PGCon2009 - Final Release

PGCon 2009
The PostgreSQL Conference

Speakers
Terry Jones
Schedule
Day Talks - second day - 2009-05-22
Room DMS 1110
Start time 15:00
Duration 01:00
Info
ID 176
Event type Lecture
Track Case Studies
Language used for presentation English

The design, architecture, and tradeoffs of FluidDB

The database with the heart of a wiki.

FluidDB is a hosted database that Fluidinfo (http://fluidinfo.com) will launch in alpha early this year. In this talk I will describe: the aspects of FluidDB that make it novel, the reasoning behind this approach to working with data, and the architecture of FluidDB. The system is currently deployed on top of Amazon EC2 and S3, and we are using PostgreSQL as a key component in the architecture.

Heart of a wiki

We call FluidDB "the database with the heart of a wiki" because it is writable by any application. That's to say that when an application (or user) encounters an object in FluidDB, they can always add information to it. No need to ask permission, no need for anyone to anticipate needs or to decide in advance how information should be structured, organized, or combined. There are no schema, and there is no distinction between metadata and data. Unlike a wiki though: there are permissions on object attributes to prevent damage existing content, and there is an extremely simple query language - making new information directly searchable.

Wikis changed how people can create content online. FluidDB, I hope, will do a similar thing for applications and the people who use them. It has the wiki advantage of general writability and encouraging information sharing and augmentation, but without the main problems of wikis.

Why is this interesting?

Having a database that's fully writable in this way changes several important things:

  • It gives programmers the flexibility to easily change applications in unpredictable ways after they have been deployed.

  • It means that a successful application (e.g., Twitter) does not need to write a specialized restrictive API for 3rd party apps - they use the FluidDB API just like the original app.

  • It means 3rd party apps can store their data together with the data of the original app (imagine being able to add ratings to Twitter tweets, and then search based on rating and tweet content).
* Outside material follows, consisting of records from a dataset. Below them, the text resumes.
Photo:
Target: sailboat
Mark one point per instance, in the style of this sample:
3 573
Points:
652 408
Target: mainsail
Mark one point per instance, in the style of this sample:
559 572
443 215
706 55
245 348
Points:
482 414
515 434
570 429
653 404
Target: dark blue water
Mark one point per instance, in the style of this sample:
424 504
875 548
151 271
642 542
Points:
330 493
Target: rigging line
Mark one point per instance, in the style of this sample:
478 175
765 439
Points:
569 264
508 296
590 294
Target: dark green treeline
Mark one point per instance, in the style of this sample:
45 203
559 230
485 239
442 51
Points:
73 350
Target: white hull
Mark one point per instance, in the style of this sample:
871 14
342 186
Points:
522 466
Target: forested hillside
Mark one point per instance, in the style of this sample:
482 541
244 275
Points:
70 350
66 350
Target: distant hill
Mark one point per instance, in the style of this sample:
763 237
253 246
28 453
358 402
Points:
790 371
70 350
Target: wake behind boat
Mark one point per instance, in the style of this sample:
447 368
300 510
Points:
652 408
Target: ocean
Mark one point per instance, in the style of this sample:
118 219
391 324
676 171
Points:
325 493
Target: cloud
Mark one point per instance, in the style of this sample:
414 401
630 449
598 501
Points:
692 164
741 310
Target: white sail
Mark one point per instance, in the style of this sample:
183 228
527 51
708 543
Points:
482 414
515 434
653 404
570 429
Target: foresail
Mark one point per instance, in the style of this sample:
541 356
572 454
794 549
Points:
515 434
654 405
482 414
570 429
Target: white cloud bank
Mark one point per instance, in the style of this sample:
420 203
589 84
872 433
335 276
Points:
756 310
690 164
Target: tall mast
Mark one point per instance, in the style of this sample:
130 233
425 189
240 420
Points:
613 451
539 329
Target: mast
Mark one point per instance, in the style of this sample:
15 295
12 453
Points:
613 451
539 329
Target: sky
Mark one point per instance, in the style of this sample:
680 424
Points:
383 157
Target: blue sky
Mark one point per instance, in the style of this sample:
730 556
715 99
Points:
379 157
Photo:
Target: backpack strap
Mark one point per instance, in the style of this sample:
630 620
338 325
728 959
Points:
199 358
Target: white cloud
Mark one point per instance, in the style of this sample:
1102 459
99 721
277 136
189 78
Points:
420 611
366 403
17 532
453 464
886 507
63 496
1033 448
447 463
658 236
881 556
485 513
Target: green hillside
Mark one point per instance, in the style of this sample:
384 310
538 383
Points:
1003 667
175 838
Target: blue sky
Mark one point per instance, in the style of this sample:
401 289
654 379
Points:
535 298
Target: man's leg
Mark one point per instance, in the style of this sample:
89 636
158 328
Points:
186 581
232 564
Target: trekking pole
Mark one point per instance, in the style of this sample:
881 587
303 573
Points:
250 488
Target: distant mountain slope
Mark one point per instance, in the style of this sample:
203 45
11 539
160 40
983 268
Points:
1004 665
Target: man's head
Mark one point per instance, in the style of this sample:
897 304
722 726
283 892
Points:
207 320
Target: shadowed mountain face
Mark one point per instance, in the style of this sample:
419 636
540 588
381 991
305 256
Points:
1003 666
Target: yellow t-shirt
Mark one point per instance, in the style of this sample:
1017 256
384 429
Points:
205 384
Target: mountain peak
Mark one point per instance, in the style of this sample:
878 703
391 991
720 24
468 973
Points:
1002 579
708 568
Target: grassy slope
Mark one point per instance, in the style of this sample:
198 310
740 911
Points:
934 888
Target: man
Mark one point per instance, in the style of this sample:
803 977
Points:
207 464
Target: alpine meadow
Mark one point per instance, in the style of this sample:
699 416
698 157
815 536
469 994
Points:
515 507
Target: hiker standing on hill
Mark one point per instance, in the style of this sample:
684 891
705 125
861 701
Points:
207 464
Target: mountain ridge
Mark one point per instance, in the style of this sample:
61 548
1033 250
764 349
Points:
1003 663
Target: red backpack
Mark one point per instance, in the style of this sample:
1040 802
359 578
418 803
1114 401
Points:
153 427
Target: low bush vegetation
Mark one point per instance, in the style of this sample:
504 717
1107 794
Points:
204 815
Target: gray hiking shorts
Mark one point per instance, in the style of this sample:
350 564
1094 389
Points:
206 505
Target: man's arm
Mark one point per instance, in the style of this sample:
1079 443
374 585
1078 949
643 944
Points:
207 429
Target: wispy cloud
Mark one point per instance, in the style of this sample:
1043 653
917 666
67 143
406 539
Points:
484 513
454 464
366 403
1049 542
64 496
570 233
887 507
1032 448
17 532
  • It allows us to build a family of apps that can share data. In this way it makes it simple to build mashups that add information to the world and then put it somewhere useful (i.e., onto the original objects), enabling more mashups instead of making further hoops for subsequent programmers.

But wait, there's more!

Allowing anyone or any application to add information to objects also has a big impact on control and organization of information.

  • Control: UIs and APIs provide people and programs with access to information. But OTOH they also limit what we can do. FluidDB changes this because it allows search on anything - including whatever attributes a normal user or app has put into the system. So you might do a search for Amazon books that are out in paperback, and which have been read by Fred, and which have been mentioned in Slashdot, and which Sally has looked at on Amazon but not bought. That kind of search is impossible today because we do not have an underlying information architecture that lets us put all that disparate information in the one place and search on it. In FluidDB no-one can stop anyone from adding whatever they like to objects, or searching as they please, so this kind of thing is easy.

  • Organization: Programmers have traditionally used data structures and pointers to organize information. While very fast at runtime, that approach is very rigid. People, especially different people, want to organize things differently, or in multiple ways, and on-the-fly. Because FluidDB allows you to essentially tag anything you want, you can use unique tags and search instead of data structures fields and pointer following. For example: want to know what's in a folder? Search for objects tagged as belonging to the folder. You can build all data structures in this way, and these organizations can co-exist simultaneously without interfering with one another.